Dağın yamacındaki küçük göl donmuş, gökyüzü buz rengine bürünmüş, havada soğuğun canlı tutan ferah kokusu var. Sanki başımı bir an kaldırsam dağın karlı zirvesi bakışıma tutunacak, beni hızla kendine çekecek. Benimse daha çok yolum var, yamaçlarından tırmanan gri inatçı iradem tükenmeyecek, nefesinle uyum sağlamış dinginliğim senin doruğunda soluklanacak.
Her nefes alış verişim seninle çözülmez bir düğüm, bir bağ kuracak. Görünmez göbekbağımla ben senin hep yanına çağırdığın ve özlediğin çocuğun olacağım. Yanına geldiğimde beni en yüksek makamında ağırlayacaksın. O yüksek zirvede yalnız sen ve ben olacağız. Sonra varlığın birden buharlaşacak, sadece ben kalacağım.
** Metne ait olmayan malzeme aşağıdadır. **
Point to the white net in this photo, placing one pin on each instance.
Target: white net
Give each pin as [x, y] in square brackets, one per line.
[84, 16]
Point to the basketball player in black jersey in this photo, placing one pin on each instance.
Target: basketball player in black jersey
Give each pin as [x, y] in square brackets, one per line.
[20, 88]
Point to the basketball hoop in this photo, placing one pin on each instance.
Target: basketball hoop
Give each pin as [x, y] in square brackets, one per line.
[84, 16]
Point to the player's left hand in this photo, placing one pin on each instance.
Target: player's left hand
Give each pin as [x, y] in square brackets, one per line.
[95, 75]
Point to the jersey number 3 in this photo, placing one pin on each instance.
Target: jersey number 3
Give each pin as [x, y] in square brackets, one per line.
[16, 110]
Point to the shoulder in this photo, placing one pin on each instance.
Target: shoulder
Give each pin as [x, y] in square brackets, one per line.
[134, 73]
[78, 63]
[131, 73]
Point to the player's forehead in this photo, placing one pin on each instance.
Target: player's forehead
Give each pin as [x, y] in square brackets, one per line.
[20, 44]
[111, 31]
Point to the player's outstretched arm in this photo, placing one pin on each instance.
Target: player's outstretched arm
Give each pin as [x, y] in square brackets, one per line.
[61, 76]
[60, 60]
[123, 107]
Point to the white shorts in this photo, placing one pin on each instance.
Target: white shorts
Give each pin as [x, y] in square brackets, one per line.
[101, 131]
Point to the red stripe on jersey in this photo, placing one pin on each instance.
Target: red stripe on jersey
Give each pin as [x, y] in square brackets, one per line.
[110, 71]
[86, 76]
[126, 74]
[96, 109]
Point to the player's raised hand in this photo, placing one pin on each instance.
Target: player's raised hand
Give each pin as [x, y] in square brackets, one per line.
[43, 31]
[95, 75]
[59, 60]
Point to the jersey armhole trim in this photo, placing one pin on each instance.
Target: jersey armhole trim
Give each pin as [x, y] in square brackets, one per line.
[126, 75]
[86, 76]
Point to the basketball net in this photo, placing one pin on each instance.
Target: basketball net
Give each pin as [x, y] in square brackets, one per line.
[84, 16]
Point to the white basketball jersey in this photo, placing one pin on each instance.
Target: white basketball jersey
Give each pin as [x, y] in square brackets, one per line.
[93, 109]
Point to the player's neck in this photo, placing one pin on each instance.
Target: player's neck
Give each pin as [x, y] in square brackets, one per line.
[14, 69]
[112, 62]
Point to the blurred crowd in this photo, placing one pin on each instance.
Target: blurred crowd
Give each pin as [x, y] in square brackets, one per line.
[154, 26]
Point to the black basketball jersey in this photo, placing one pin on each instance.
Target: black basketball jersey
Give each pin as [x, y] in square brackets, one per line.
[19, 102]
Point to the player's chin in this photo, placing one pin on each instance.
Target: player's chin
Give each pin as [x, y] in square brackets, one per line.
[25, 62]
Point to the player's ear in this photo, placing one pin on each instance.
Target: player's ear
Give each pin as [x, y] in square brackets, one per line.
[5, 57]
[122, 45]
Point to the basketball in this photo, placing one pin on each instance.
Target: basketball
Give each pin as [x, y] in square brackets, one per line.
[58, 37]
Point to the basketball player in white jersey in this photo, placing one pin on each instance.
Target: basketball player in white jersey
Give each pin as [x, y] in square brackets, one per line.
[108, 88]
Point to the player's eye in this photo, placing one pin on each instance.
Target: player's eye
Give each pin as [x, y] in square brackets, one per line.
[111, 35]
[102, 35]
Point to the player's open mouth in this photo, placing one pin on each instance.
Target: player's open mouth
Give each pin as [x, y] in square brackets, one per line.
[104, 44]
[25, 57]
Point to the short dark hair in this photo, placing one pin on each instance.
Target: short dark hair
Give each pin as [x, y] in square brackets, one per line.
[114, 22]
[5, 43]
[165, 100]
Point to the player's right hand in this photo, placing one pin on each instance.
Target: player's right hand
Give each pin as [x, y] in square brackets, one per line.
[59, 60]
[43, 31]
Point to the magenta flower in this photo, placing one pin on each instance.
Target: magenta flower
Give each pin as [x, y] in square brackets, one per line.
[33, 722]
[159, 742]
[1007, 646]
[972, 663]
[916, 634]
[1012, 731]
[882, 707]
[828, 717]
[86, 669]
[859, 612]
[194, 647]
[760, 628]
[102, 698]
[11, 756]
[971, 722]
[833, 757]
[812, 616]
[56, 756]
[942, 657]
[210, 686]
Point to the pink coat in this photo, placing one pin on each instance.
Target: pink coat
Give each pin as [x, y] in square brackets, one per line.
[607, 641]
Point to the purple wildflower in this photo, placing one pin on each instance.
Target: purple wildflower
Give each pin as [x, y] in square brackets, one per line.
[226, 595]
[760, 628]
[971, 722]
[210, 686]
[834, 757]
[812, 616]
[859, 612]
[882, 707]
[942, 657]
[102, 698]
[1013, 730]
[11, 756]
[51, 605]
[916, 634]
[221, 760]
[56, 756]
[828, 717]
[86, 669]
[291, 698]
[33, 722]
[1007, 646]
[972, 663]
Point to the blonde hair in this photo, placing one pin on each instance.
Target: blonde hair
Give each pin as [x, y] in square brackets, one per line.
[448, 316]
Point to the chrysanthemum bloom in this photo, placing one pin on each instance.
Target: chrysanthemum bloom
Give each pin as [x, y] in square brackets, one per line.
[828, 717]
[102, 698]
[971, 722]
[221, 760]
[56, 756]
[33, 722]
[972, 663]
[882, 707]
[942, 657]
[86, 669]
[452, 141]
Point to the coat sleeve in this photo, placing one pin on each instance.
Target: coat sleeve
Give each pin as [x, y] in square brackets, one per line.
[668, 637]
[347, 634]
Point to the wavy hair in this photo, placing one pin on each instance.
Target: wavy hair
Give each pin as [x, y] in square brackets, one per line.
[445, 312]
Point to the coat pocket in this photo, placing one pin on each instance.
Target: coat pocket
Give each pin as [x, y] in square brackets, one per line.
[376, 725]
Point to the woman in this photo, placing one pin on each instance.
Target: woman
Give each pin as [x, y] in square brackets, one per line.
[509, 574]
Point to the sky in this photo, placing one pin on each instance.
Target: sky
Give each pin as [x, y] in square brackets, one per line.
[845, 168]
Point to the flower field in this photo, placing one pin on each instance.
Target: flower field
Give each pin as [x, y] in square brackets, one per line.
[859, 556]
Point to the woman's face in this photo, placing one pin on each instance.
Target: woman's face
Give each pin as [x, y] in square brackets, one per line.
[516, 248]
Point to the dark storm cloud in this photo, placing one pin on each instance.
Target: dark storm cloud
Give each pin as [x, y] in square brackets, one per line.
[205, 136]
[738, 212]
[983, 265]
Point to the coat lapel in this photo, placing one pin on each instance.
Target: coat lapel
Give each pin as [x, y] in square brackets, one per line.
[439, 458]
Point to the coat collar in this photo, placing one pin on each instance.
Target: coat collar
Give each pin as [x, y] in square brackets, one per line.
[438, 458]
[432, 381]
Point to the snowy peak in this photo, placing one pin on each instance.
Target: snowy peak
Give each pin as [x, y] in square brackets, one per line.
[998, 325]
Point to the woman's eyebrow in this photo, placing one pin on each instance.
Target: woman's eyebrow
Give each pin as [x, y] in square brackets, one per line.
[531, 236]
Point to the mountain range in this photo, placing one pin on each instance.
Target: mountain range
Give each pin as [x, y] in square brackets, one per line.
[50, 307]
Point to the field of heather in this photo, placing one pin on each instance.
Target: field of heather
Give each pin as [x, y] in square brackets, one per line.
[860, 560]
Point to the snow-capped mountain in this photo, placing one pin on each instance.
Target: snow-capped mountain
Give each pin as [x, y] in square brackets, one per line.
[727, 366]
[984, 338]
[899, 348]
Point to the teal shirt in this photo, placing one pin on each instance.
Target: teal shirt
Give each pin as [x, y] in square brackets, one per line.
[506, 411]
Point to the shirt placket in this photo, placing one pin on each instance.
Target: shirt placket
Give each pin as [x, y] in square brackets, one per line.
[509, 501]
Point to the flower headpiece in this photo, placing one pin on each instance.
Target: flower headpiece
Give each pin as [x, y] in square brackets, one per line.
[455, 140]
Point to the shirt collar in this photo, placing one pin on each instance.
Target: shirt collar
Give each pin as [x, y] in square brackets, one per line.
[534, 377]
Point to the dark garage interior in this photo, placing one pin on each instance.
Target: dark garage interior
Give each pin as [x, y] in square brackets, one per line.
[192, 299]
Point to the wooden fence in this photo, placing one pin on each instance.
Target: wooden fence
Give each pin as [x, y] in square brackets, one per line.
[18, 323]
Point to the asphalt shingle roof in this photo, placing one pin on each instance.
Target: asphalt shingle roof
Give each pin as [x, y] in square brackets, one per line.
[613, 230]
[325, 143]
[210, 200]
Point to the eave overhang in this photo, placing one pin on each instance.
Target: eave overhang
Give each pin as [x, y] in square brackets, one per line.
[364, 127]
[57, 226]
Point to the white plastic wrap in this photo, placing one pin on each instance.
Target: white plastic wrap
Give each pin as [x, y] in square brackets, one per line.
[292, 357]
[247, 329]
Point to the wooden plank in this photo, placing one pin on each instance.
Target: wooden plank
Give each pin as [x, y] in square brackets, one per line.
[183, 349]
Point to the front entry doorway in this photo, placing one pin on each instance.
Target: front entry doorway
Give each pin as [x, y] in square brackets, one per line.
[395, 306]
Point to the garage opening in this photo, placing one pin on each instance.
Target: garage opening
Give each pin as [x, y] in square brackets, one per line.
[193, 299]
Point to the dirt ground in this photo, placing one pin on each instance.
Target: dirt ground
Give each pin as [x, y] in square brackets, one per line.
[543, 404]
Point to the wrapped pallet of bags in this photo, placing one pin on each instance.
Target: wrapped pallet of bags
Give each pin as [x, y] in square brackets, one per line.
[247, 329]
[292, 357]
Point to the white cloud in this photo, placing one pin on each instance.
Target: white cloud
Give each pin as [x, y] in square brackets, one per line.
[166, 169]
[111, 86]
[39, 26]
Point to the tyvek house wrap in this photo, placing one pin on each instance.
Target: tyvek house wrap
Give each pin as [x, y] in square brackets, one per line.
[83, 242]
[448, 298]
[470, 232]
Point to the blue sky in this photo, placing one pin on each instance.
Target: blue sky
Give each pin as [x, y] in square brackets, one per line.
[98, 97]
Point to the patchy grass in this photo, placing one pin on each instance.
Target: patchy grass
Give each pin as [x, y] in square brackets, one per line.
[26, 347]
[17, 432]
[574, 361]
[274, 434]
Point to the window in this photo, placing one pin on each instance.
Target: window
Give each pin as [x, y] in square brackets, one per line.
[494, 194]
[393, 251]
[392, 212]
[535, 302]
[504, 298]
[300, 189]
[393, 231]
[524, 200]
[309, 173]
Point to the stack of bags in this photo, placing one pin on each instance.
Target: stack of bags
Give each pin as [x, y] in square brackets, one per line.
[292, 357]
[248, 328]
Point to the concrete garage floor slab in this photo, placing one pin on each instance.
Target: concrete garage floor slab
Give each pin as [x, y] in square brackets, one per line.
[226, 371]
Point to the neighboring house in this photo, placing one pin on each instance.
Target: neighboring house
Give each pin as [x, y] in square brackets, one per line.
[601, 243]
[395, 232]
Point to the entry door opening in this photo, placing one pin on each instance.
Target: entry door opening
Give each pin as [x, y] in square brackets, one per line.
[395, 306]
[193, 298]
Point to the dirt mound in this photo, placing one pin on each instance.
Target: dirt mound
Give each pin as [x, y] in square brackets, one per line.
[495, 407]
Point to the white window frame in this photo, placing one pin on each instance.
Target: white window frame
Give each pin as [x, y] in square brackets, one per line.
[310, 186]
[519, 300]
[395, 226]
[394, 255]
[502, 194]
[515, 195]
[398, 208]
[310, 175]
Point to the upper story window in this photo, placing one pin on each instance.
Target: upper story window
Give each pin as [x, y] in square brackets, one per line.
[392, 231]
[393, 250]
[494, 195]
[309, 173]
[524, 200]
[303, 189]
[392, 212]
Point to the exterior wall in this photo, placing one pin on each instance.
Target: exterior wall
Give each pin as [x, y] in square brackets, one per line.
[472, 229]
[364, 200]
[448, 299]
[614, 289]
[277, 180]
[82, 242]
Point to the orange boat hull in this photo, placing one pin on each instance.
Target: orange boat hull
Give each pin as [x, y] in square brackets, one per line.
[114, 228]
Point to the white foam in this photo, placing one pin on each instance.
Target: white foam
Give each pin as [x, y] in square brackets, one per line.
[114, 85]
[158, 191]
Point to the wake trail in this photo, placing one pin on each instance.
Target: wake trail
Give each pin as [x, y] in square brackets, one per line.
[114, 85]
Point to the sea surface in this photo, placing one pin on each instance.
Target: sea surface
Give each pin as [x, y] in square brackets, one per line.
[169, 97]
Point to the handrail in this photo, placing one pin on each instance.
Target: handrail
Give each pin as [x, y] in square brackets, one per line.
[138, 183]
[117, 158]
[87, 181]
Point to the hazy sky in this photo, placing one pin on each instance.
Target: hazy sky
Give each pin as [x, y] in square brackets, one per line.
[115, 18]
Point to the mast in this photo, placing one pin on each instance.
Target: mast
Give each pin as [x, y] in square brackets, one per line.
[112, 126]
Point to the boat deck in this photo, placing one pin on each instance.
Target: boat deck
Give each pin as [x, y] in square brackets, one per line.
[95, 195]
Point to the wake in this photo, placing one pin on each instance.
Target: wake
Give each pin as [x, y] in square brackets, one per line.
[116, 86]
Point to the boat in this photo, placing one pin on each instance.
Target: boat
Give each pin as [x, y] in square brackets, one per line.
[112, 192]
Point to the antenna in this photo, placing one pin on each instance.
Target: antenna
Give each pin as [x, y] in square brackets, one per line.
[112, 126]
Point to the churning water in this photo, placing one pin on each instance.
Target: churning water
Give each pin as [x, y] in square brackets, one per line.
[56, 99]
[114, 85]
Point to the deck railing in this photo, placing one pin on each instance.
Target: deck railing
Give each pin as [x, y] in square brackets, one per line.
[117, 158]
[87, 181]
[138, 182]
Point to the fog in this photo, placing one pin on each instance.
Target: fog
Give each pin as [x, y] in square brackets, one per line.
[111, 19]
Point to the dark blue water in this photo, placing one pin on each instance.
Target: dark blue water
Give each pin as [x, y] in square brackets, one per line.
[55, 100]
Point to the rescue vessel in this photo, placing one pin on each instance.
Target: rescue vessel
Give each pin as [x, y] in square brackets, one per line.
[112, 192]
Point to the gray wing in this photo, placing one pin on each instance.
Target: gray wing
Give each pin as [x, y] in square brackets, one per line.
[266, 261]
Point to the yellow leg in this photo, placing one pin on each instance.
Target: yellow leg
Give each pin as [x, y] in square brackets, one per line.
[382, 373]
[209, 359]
Ellerimi açarak dünyayı kucaklayıp, yaşayan tek canlı ben olacağım.
Varlığım hiç bu kadar gerçek olmamıştı, ayaklarımın ucuyla dünyaya ellerimle gökyüzüne tutunmak; deli rüzgarın tam ortasında derinlikten öte bir dağ sarhoşluğuna yakalanarak gerçek benle tanışmak.
Dağ çiçeklerini bana sundu, özgürlüğünü sundu, ben ona kalbimi verdim.